Les aseguro que todo lo que ustedes aten en la tierra, quedará atado en el cielo, y lo que desaten en la tierra, quedará desatado en el cielo.
También les aseguro que si dos de ustedes se unen en la tierra para pedir algo, mi Padre que está en el cielo se lo concederá. Porque donde hay dos o tres reunidos en mi Nombre, Yo estoy presente en medio de ellos.
«Donde están dos o tres reunidos en mi nombre allí estoy yo en medio de ellos». La mejor manera de hacer presente a Cristo en su Iglesia es mantenernos unidos actuando «en su nombre» y movidos por su Espíritu.

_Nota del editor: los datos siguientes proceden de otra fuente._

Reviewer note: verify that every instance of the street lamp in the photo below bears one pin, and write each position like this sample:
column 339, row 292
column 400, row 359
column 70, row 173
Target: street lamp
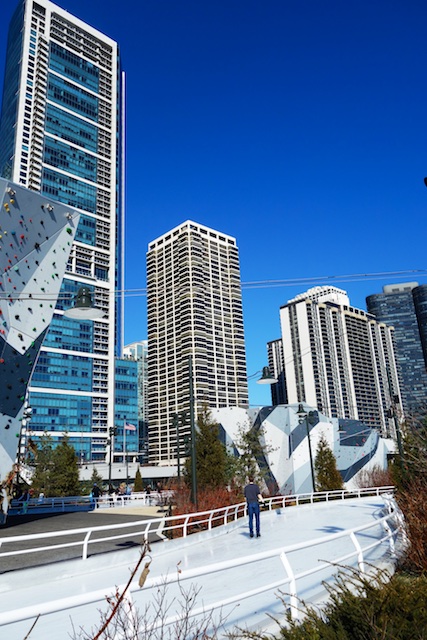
column 110, row 441
column 193, row 434
column 303, row 416
column 267, row 377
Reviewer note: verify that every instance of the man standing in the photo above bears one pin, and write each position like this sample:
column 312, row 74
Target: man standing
column 96, row 494
column 253, row 497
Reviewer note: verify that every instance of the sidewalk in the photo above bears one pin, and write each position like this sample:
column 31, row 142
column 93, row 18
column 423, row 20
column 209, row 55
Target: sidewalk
column 77, row 590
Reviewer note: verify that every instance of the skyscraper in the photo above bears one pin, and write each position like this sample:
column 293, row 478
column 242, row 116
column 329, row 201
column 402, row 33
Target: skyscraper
column 138, row 351
column 194, row 309
column 60, row 133
column 401, row 306
column 276, row 365
column 339, row 359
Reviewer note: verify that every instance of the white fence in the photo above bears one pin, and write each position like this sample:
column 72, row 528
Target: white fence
column 168, row 526
column 384, row 529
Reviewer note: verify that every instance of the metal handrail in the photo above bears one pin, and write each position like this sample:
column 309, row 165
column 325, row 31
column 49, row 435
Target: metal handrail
column 185, row 524
column 389, row 522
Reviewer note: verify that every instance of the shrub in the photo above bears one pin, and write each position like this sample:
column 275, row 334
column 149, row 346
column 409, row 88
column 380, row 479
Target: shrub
column 366, row 608
column 374, row 477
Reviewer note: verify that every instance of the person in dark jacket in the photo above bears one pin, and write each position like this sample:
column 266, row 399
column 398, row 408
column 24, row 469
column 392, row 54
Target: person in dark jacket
column 253, row 498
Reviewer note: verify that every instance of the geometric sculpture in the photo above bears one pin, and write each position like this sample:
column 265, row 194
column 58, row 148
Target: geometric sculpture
column 36, row 235
column 288, row 438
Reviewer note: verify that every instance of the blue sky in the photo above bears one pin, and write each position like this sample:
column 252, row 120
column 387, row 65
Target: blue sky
column 296, row 126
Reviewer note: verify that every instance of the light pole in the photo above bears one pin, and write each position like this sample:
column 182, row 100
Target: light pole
column 111, row 433
column 303, row 416
column 193, row 434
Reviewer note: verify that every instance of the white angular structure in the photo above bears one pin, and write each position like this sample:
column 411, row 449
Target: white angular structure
column 287, row 462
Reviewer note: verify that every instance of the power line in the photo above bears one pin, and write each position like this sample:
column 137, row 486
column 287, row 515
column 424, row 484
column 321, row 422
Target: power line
column 256, row 284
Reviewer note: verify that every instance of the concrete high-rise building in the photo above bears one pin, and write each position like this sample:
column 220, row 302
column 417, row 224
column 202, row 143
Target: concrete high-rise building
column 138, row 351
column 339, row 359
column 60, row 132
column 194, row 303
column 404, row 307
column 276, row 365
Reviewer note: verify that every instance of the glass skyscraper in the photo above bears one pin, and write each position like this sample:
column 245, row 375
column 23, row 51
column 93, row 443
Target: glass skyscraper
column 404, row 306
column 60, row 132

La Iglesia no necesita tanto de nuestras confesiones de amor o nuestras críticas cuanto de nuestro compromiso real. No son pocas las preguntas que nos podemos hacer.
¿Qué hago yo por crear un clima de conversión colectiva en el seno de esta Iglesia siempre necesitada de renovación y transformación? ¿Cómo sería la Iglesia si todos vivieran la adhesión a Cristo más o menos como la vivo yo? ¿Sería más o menos fiel a Jesús?
¿Qué aporto yo de espíritu, verdad y autenticidad en esta Iglesia tan necesitada de radicalidad evangélica para ofrecer un testimonio creíble de Jesús en medio de una sociedad indiferente y descreída?
¿Cómo contribuyo con mi vida a edificar una Iglesia más cercana a los hombres y mujeres de nuestro tiempo, que sepa no sólo enseñar, predicar y exhortar, sino, sobre todo, acoger, escuchar y acompañar a quienes viven perdidos, sin conocer el amor ni la amistad?
¿Qué aporto yo para construir una Iglesia samaritana, de corazón grande y compasivo, capaz de olvidarse de sus propios intereses, para vivir volcada sobre los grandes problemas de la humanidad?
¿Qué hago yo para que la Iglesia se libere de miedos y servidumbres que la paralizan y atan al pasado, y se deje penetrar y vivificar por la frescura y la creatividad que nace del evangelio de Jesús?
¿Qué aporto yo en estos momentos para que la Iglesia aprenda a «vivir en minoría», sin grandes pretensiones sociales, sino de manera humilde, como «levadura» oculta, «sal» transformadora, pequeña «semilla de mostaza» dispuesta a morir para dar vida?
¿Qué hago yo por una Iglesia más alegre y esperanzada, más libre y comprensiva, más transparente y fraterna, más creyente y más creíble, más de Dios y menos del mundo, más de Jesús y menos de nuestros intereses y ambiciones? La Iglesia cambia cuando cambiamos nosotros, se convierte cuando nosotros nos convertimos.